# Unter Android die Wlan-Geschwindigkeit drosseln?



## SurfPC (15. April 2017)

Hi wir haben ne 13k Leitung und ich würde gerne zocken, aber wenn meine Mutter gleichzeitig am Handy über die Zdf App eine Sendung guckt, laggt mein Internet am PC so dermassen dass ich nicht zocken kann und sogar teilweise nichtmal in Spiele reinkomme weil die Verbindung zu schwach ist.

Ich kann leider im Router nichts einstellen anscheinend (Speedport W724 V Typ B)

daher suche ich nach einer Möglichkeit innerhalb Android irgendwie zu erreichen, dass meine Mutter über Wlan nur sagen wir mal 2Mbit kriegt.

Gibts da irgendwas?
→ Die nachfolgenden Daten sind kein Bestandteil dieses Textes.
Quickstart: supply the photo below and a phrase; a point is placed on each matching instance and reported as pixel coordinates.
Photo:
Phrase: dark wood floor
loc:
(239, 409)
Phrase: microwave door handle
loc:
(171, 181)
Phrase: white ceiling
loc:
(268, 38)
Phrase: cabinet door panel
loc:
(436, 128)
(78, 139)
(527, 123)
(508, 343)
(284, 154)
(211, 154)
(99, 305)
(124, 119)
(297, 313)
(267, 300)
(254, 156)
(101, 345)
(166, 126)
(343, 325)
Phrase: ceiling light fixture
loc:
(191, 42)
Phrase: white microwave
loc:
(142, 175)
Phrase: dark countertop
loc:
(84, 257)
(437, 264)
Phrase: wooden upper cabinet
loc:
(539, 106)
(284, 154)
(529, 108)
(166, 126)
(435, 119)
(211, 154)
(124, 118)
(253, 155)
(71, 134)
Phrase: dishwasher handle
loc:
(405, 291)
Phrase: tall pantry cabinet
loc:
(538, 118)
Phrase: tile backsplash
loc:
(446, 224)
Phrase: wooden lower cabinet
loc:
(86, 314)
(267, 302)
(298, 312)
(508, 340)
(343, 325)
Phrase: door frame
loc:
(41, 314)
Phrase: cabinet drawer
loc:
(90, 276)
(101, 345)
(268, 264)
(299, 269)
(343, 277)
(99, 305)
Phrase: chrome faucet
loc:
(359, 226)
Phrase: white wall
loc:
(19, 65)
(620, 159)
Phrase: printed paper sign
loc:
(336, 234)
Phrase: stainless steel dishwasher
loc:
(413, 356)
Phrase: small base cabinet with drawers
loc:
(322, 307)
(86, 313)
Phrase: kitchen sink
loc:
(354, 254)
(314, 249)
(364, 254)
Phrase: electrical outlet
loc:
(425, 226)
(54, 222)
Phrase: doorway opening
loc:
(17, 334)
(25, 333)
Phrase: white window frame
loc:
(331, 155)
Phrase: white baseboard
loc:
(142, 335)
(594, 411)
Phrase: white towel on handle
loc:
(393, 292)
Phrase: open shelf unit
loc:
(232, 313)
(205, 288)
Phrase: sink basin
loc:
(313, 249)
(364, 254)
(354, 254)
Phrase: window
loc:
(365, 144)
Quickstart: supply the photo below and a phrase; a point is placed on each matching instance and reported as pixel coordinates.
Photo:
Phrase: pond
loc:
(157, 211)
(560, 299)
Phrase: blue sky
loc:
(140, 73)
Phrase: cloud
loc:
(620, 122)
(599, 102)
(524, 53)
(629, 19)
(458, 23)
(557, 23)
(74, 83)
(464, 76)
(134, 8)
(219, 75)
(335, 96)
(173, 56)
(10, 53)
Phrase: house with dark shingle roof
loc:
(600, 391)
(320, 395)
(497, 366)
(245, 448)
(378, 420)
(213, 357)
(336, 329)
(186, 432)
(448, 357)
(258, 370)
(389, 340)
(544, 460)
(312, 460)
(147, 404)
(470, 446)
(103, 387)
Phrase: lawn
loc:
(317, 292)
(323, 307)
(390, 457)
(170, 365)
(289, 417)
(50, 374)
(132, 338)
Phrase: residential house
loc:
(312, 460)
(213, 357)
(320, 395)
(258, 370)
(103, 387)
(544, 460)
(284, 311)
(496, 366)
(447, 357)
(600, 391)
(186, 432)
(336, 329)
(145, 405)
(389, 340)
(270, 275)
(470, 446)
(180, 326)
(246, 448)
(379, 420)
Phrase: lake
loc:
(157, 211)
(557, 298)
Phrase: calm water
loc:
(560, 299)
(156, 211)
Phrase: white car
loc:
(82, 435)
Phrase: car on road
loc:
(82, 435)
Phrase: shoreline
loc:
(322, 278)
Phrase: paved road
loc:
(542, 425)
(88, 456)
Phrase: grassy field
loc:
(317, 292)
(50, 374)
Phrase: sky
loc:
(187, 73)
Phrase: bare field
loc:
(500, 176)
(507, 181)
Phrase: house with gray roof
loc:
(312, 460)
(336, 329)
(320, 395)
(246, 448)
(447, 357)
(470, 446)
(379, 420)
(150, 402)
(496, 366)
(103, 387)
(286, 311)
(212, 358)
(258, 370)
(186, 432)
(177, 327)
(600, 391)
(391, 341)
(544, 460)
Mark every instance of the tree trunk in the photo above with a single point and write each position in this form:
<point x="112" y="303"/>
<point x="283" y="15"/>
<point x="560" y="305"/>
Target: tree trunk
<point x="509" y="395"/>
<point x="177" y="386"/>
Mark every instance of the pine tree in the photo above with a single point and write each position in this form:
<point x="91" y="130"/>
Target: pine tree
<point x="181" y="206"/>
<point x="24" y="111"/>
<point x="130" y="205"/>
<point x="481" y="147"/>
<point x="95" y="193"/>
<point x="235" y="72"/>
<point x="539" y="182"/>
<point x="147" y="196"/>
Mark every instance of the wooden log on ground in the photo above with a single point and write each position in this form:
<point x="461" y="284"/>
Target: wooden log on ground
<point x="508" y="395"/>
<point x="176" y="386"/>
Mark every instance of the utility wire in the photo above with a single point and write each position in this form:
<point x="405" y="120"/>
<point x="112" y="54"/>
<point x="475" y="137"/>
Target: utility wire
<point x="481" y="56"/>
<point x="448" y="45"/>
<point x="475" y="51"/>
Ohne zu rooten bitte


----------



## SilasHammig (15. April 2017)

Nö
Allerdings könntest du dir eine Fritzbox holen und dort deinen PC höher priorisieren bzw. die Priorität des Handys heruntersetzen.


Gesendet via Tapatalk


----------



## nur (15. April 2017)

also, wenn dein pc kabel u handy w-lan, so kannst am speedport nur komplett den w-lan standard "runter" setzen. am besten 802.11b u max g. das sollte vlt. schon etwas bewirken.


----------



## SurfPC (15. April 2017)

okay wie mach ich das?


----------



## nur (15. April 2017)

siehe seite 103 wlan-übertragungmodus und häckchen bei max. übertragungsmodus (geschwindigkeit) raus und wie schon geschrieben, falls möglich nur 802.11b - 802.11g


----------